Solvent-deficient synthesis of cerium oxide: Characterization and kinetics

Abstract

The reaction mechanism and kinetics of CeO2 synthesis using a solvent-deficient method are investigated by simultaneous thermogravimetric analysis (TGA)/differential scanning calorimetry (DSC), X-ray diffraction (XRD), scanning electron microscopy (SEM) and transmission electron microscopy (TEM). The decomposition process of the cerium(III) nitrate hexahydrate and ammonium bicarbonate precursor mixture with four observed stages is monitored using TGA/DSC measurements in a nonisothermal regime with heating rates of 5, 10, 15 and 20 °C min−1. The proposed mechanism indicates a complex synthesis with several parallel reactions, some of which occur at room temperature. A detailed kinetic analysis is performed using isoconversional (expanded Friedman, modified Coats-Redfern and Kissinger) and model fitting (Nth order and nucleation and growth models) methods.
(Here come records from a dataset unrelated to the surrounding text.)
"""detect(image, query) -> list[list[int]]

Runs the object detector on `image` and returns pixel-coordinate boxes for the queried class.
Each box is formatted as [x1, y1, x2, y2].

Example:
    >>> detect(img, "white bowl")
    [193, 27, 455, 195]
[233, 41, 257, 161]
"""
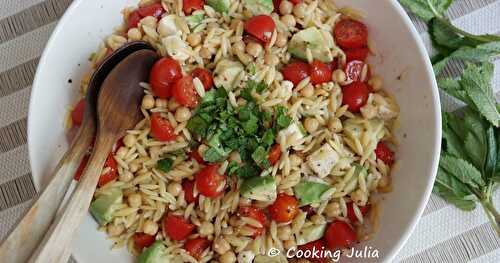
[28, 0, 441, 263]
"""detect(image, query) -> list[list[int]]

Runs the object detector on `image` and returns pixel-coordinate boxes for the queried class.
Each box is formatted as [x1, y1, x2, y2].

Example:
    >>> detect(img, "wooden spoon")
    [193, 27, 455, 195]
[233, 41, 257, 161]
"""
[0, 41, 153, 263]
[29, 50, 158, 263]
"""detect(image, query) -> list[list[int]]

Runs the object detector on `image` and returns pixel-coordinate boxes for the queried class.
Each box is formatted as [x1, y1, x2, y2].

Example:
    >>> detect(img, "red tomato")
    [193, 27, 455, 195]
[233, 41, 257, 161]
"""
[151, 112, 177, 142]
[132, 233, 155, 251]
[71, 99, 85, 126]
[195, 165, 226, 197]
[375, 142, 394, 165]
[191, 68, 214, 90]
[137, 3, 165, 18]
[333, 19, 368, 49]
[184, 237, 210, 259]
[127, 10, 142, 29]
[182, 0, 205, 15]
[163, 215, 195, 241]
[172, 76, 199, 108]
[342, 81, 370, 112]
[347, 202, 370, 223]
[182, 180, 198, 204]
[345, 47, 370, 63]
[238, 206, 269, 237]
[297, 239, 329, 263]
[267, 144, 281, 165]
[281, 62, 310, 86]
[309, 60, 332, 85]
[269, 194, 299, 223]
[324, 221, 358, 249]
[97, 153, 118, 187]
[345, 60, 365, 81]
[245, 15, 276, 43]
[149, 57, 182, 99]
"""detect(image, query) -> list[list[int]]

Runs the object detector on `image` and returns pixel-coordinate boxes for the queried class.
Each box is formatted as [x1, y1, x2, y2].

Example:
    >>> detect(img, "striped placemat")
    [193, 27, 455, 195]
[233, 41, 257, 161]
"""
[0, 0, 500, 263]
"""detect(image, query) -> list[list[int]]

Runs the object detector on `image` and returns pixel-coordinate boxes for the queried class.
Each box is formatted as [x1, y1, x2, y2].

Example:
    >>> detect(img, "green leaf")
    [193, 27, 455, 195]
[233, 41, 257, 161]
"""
[439, 155, 485, 189]
[460, 63, 500, 127]
[156, 158, 174, 173]
[399, 0, 453, 22]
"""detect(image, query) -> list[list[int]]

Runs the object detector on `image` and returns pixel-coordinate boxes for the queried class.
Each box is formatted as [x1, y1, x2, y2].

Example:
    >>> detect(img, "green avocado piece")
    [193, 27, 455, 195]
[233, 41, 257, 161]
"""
[240, 176, 277, 201]
[137, 241, 170, 263]
[243, 0, 274, 16]
[90, 188, 123, 226]
[207, 0, 230, 13]
[293, 180, 331, 206]
[288, 27, 333, 63]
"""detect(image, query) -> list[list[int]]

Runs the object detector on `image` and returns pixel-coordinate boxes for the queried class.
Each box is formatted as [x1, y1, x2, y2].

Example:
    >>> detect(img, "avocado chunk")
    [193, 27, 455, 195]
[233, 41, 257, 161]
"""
[207, 0, 230, 13]
[240, 176, 277, 201]
[293, 180, 332, 205]
[90, 188, 123, 226]
[243, 0, 274, 16]
[214, 59, 244, 90]
[297, 224, 326, 246]
[137, 241, 170, 263]
[288, 27, 333, 63]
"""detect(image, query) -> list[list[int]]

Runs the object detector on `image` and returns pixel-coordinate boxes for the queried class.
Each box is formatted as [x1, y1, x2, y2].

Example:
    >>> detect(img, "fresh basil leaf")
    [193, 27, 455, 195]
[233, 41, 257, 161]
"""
[156, 158, 174, 173]
[439, 154, 485, 189]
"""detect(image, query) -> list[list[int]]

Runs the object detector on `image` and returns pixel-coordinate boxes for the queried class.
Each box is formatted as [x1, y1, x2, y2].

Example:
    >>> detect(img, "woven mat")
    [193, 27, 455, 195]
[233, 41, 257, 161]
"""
[0, 0, 500, 263]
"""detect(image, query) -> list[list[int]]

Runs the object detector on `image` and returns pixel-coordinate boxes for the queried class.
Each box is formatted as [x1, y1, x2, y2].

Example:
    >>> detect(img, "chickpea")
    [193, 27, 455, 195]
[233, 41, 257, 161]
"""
[186, 33, 201, 47]
[198, 221, 214, 236]
[142, 220, 158, 236]
[213, 236, 231, 255]
[279, 0, 293, 15]
[278, 226, 292, 241]
[245, 42, 262, 57]
[219, 251, 236, 263]
[325, 202, 342, 218]
[300, 85, 314, 98]
[281, 15, 297, 27]
[106, 224, 125, 237]
[128, 193, 142, 207]
[167, 182, 182, 196]
[127, 27, 142, 41]
[304, 117, 319, 133]
[142, 94, 155, 110]
[293, 3, 306, 18]
[274, 33, 288, 47]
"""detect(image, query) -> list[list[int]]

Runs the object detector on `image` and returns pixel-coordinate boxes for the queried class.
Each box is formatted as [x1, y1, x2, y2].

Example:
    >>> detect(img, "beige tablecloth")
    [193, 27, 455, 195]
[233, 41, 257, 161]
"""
[0, 0, 500, 262]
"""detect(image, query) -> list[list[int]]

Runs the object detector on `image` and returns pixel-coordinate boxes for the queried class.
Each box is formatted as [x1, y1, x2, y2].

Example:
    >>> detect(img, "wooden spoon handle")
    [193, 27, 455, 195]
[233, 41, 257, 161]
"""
[0, 120, 95, 263]
[29, 134, 115, 263]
The first three stages are best described by the Nth order model with activation energy values of 21, 53 and 90 kJ mol−1. The last stage, during which ammonium nitrate decomposition occurs, is best fit by the nucleation and growth model and has an activation energy of 129 kJ mol−1. The proposed mechanism, supported by the kinetic analysis in our study, indicates that CeO2 has already formed before the reaction reaches 200 °C. The average crystallite size of CeO2 synthesized at 300 °C, which was calculated from the XRD measurements and observed in the SEM and TEM data, is between 10 and 20 nm.